Skilled AI collaboration requires developing the same capability. You need to understand how what you say will land, how the system is likely to respond. This means understanding what triggers template responses, which abstractions the system handles naturally versus which require explicit guidance, and when your phrasing shapes a conceptual space in ways that help or hinder analysis.
It means learning to distinguish context, goal, and process specification in your own thinking. The goal is to provide rich environmental information, state a clear intent, then keep process directives minimal and directional. The skill is not in writing longer prompts. It’s in writing prompts that establish clear goals within rich context, then trusting the system’s inference capabilities to work within those bounds. You point the AI in a direction. And then you let the built-in mechanisms walk.
Mastery in Practice
Meta-process management—the overhead of managing the collaboration itself—is a significant portion of analytical work with current AI systems. Overspecification increases this overhead rather than reducing it. Each constraint requires monitoring, each process instruction demands satisfaction, each specification creates brittleness that needs management when reality doesn’t conform to template.
The alternative is lighter, not heavier. But strategic–some constraint are necessary and non-negotiable. Establish the terrain clearly. State your goal explicitly. Provide the facts that matter. Then step back and let the analysis develop. When it goes wrong—and it will—resist the impulse to add more process constraints. Ask instead: did I provide sufficient context? Did I state my goal clearly? Am I fighting the system’s natural inference patterns rather than working with them?
The art of prompt engineering is learning to take the middle path: enough context, but not too much; enough specification, but not too much.

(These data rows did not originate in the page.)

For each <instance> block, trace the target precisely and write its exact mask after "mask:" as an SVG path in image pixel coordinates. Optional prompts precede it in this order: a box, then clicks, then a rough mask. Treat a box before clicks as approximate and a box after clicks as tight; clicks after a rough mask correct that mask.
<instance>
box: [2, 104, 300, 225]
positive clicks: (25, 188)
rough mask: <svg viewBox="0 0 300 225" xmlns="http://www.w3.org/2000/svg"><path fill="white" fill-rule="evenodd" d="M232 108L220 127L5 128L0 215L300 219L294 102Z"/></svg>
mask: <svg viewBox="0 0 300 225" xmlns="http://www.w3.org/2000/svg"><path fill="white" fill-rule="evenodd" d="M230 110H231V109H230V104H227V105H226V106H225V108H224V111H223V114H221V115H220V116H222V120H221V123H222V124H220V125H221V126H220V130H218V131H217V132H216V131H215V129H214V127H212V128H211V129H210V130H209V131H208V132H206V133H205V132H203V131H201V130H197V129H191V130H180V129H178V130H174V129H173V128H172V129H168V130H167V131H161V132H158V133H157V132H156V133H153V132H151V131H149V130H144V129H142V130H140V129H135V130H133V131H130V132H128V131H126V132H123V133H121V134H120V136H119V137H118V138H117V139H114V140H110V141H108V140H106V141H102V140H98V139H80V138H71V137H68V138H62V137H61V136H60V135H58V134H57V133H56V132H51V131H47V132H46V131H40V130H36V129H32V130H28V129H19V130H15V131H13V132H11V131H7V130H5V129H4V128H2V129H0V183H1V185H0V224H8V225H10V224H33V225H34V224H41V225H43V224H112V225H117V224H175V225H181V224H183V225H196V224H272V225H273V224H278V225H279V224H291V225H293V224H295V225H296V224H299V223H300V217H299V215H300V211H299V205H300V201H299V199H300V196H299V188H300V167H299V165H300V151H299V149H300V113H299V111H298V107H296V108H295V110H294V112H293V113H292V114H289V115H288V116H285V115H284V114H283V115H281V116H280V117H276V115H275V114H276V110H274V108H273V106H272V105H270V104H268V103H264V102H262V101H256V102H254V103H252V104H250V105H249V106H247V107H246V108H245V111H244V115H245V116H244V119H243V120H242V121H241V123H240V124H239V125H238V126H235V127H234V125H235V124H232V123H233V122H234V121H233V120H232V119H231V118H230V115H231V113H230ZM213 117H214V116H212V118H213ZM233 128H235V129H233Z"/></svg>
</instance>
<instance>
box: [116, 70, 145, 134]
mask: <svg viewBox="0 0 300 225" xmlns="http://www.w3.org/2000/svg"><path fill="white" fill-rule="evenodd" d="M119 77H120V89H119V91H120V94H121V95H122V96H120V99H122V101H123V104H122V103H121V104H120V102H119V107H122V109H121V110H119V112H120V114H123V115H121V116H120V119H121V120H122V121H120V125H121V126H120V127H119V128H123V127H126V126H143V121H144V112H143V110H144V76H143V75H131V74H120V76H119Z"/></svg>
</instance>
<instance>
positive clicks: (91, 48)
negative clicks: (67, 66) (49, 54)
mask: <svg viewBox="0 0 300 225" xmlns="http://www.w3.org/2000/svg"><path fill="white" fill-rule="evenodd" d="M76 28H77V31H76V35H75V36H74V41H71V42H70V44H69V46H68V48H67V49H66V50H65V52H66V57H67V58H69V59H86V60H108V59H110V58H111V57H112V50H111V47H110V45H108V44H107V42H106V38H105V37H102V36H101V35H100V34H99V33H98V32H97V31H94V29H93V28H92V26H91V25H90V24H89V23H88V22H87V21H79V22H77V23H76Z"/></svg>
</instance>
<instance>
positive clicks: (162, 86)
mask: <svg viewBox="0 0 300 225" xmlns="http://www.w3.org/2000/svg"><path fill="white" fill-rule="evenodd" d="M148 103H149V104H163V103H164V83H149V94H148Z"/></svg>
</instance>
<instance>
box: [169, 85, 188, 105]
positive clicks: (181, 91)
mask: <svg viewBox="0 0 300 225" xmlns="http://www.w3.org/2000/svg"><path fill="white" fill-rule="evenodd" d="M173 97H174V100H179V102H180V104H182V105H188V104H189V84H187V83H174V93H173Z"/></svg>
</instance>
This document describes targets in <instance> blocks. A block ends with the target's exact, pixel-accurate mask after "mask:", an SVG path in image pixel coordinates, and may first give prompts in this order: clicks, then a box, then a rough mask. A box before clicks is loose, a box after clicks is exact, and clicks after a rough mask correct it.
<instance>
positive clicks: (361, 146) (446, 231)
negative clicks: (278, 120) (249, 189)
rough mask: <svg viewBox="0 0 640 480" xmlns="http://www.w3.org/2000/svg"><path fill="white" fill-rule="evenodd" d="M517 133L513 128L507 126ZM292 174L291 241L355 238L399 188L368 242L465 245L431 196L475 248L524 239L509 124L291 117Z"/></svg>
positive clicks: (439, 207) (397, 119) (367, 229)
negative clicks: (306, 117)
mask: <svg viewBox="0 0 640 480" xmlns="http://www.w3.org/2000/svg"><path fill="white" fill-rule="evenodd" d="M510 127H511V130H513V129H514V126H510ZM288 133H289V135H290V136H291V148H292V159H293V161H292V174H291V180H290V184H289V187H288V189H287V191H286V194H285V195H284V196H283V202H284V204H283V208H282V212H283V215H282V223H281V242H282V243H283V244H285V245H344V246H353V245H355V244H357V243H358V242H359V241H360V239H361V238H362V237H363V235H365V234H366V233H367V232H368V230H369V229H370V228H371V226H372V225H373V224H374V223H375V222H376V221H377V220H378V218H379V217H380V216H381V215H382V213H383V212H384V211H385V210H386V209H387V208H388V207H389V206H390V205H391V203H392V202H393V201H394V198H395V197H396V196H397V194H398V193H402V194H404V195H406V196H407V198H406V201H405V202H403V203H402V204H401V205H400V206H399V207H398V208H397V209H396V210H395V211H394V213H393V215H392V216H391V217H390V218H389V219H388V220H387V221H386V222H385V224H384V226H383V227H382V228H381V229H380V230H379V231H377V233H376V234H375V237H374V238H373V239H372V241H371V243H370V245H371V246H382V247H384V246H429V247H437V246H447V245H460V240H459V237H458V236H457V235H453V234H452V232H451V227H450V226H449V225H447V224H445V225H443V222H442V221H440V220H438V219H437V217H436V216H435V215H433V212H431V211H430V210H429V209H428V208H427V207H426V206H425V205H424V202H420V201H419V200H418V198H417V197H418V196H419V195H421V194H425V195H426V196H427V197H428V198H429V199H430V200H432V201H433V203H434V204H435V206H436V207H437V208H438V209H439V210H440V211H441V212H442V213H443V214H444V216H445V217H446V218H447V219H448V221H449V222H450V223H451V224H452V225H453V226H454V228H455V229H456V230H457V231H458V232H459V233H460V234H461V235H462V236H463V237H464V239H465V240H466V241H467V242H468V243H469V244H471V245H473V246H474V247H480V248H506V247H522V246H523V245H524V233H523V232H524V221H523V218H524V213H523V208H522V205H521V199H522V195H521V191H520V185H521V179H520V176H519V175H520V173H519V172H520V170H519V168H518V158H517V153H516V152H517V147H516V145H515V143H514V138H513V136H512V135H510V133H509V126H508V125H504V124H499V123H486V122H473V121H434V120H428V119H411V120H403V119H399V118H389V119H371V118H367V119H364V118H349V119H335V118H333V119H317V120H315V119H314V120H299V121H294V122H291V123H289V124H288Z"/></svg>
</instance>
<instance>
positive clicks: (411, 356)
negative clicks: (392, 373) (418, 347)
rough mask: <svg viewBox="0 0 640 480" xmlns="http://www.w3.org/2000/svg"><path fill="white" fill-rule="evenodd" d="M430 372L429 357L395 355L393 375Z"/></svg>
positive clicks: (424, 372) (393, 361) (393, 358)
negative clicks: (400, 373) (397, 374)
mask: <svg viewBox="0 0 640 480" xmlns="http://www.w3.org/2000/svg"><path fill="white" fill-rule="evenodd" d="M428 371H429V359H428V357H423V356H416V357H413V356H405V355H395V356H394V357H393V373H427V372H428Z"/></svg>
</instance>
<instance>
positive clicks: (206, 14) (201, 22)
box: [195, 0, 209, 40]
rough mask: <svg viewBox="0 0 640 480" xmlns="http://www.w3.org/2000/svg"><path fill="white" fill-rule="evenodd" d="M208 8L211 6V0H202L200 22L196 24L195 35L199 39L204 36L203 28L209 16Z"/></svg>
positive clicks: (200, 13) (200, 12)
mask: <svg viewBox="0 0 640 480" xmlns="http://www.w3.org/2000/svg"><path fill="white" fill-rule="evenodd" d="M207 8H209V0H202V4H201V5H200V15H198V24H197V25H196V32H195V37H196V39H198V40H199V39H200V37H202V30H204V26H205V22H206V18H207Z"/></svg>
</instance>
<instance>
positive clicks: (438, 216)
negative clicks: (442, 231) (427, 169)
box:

Some constraints are necessary to focus analysis. Others become a weight around the AI’s neck. A technical constraint—”output as JSON”—serves a purpose. A process constraint—”use Porter’s Five Forces framework”—may focus or may foreclose. The real craft comes from learning how to curate instruction, and that comes only from extended practice and mindful dialogue.
The limitations of current systems are real. They can be frustrating. But they can also be worked with skillfully, even gracefully, once you understand their nature. The path to that skill runs through restraint, not elaboration. Through understanding what the system does well and letting it do that, rather than trying to control every aspect of its operation.